Professor Avery Holton Cited in Forbes Story on Health Communication Around Suicide and Gun Control
New research shows public health messages about preventing suicides involving firearms are more likely to be successful if they acknowledge the values and beliefs of gun owners. Forbes magazine delved into this important research and asked Professor Avery Holton to weigh in on how the findings affect communication about guns and suicide.
The study showed gun owners in rural areas who held more conservative political beliefs and more strongly supported gun rights were much more likely to consider temporarily restricting firearm access from someone at high risk for suicide if a public health message emphasized the importance of the Second Amendment and being a responsible gun owner.
Holton agreed with the researchers’ findings that health communication messages can never be “culture neutral.” As quoted in the story, he said:
“We can attempt to achieve neutrality on a number of levels, but we almost always have a form of existing or developed bias. Each of our cultural backgrounds drives how we see the world and act within it. Thusly, media messages or other messages cannot be culturally neutral because they are filtered through the cultures of individuals.” This is especially true with a polarizing issue such as firearms since political and religious beliefs, and media exposure, can affect individuals’ beliefs about gun safety, he said.

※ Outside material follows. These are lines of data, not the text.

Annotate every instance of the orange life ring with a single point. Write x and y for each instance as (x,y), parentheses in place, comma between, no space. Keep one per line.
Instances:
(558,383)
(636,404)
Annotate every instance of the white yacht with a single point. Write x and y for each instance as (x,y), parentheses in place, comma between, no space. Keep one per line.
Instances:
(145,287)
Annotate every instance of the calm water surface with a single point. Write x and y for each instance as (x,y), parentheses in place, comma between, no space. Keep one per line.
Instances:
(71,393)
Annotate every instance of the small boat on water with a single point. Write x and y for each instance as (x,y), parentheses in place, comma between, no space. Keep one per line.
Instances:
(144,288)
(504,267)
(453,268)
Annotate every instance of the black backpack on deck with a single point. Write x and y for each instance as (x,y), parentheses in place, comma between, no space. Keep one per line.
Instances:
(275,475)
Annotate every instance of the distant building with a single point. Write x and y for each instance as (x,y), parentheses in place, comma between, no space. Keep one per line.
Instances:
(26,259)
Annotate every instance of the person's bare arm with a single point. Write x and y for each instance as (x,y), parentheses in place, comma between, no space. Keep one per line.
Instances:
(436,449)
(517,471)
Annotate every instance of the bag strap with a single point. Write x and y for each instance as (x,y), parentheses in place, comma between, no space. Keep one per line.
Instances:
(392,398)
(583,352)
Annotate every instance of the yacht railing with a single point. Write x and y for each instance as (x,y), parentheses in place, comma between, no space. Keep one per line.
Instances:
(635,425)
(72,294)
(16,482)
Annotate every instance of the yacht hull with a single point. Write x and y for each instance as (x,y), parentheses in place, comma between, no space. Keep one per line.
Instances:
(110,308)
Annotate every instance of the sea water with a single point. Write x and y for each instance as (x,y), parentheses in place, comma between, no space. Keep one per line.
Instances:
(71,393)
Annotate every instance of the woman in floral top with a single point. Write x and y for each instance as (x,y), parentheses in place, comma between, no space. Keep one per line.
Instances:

A strength of the study, Holton said, was its focus on rural populations’ attitudes since suicide rates are higher in rural areas. The study is an interesting, important step in tailoring public health messages to be more effective, he said, because the authors are exploring “how particular cultural cues can be used for particular audiences to potentially reduce suicide or, at the very least, access to guns during times of suicidal thought.”
Holton noted that research over the past decade has revealed how much more relatable narratives are than summaries of facts.
“In other words, we tend to understand information better when it's provided through a story we can relate to,” he said. “Relatability can play a big role when trying to help people understand, process and positively act on health information.”